Sensacional y soberbio libro que me hizo comprender los intríngulis de la física cuántica, no al nivel del experto, claro, pero sí conceptual y desde la perspectiva histórica que bien apunta Tim Maudlin. No entraré en los detalles de la teoría que terminan por hacer estos escritos insufribles para quienes no tienen el interés y que ya en otras ocasiones me han hecho sentir con su ominoso silencio, pero sí quería compartir con ustedes la profunda alegría intelectual (¡felicidad!) que da el comprender algo, y tal vez con este bagaje pueda ya hasta entender el primer libro, ese cuya lectura abandoné, desencantado. Es enormemente gratificante conocer sobre las dos ramas de la física que estudian cuanto nos rodea: lo macro, con la física o mecánica clásica o celeste, y sus más insignes representantes, Albert Einstein, Hermann Minkowski, Hendrik Lorentz y muchísimos más; y lo subatómico o de partículas, con la física o mecánica cuántica, y sus no menos dignos representantes, Niels Bohr, Erwin Schrödinger, David Bohm, Hugh Everett, John Stewart Bell y tantos otros.

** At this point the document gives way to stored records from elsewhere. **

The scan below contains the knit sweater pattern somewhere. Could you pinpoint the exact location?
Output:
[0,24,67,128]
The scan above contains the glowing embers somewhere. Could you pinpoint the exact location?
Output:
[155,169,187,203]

Si alguno está realmente interesado en todo esto, les recomiendo ampliamente los siguientes dos artículos de mi autoría: http://blograulgutierrezym.blogspot.com/2008/01/relativa-facilidad-absoluta-belleza.html y http://blograulgutierrezym.blogspot.com/2017/11/decepcion-cuantica.html.

Que se diviertan.

martes, 17 de noviembre de 2020

Soy autor de un solo libro

La pandemia me obligó a releer los primeros dos libros que leí en mi vida: La Navidad en las montañas, de Ignacio M. Altamirano, y La gaviota, de Fernán Caballero (seudónimo de Cecilia Böhl de Faber). Esto lo hice a los 14 y 15 años de edad, cuando cursaba segundo y tercero de secundaria, respectivamente, es decir, ya estaba bastante huevoncito como para apenas iniciarme en tan sacrosanto deleite. Todo esto, obligado por las circunstancias, pues nos lo asignaron como deber ineludible en la escuela confesional donde recibí mi instrucción básica y media (Colegio Cristóbal Colón) en la Ciudad de México.

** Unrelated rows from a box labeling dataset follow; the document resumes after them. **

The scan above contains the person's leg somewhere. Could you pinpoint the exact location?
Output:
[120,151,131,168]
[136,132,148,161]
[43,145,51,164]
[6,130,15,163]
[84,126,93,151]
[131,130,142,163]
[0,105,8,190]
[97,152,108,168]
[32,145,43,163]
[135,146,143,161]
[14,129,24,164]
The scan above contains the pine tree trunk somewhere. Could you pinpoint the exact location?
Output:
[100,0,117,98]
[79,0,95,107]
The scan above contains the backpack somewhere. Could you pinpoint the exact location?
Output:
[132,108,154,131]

Y es que de veras no entendía yo cómo alguien podía tomar un grueso libro y aventarse el tiro de leerlo todo. Se me hacía una tarea imposible y digna de la mayor admiración, y eso que la obrita de Altamirano es una pequeña novela de poco más de una treintena de páginas, no así la de Caballero, una novela ya mucho más en forma. Como quiera que sea, disfruté de ambas enormemente, casi tanto como ahora, aunque ya con la amplia visión que da el haber leído durante tanto tiempo. No en balde ha pasado más de medio siglo.

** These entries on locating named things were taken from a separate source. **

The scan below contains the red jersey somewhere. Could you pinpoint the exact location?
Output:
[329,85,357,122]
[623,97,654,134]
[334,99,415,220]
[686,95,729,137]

La obra del insigne mexicano es un auténtico cuento navideño, y la de la española, una novela moralista en la que juega un papel importante el adulterio. Difícil imaginar en una escuela “mocha” de aquellos lejanos años una lectura tal y entre puros varones adolescentes, a una edad en que las “más bajas pasiones” comienzan a desbordarse. Afortunadamente, nuestro maestro de literatura española era una eminencia con el más amplio criterio. Sin duda, el mentor que, junto con otros dos en el ámbito de las ciencias, recuerdo con más cariño en toda mi vida.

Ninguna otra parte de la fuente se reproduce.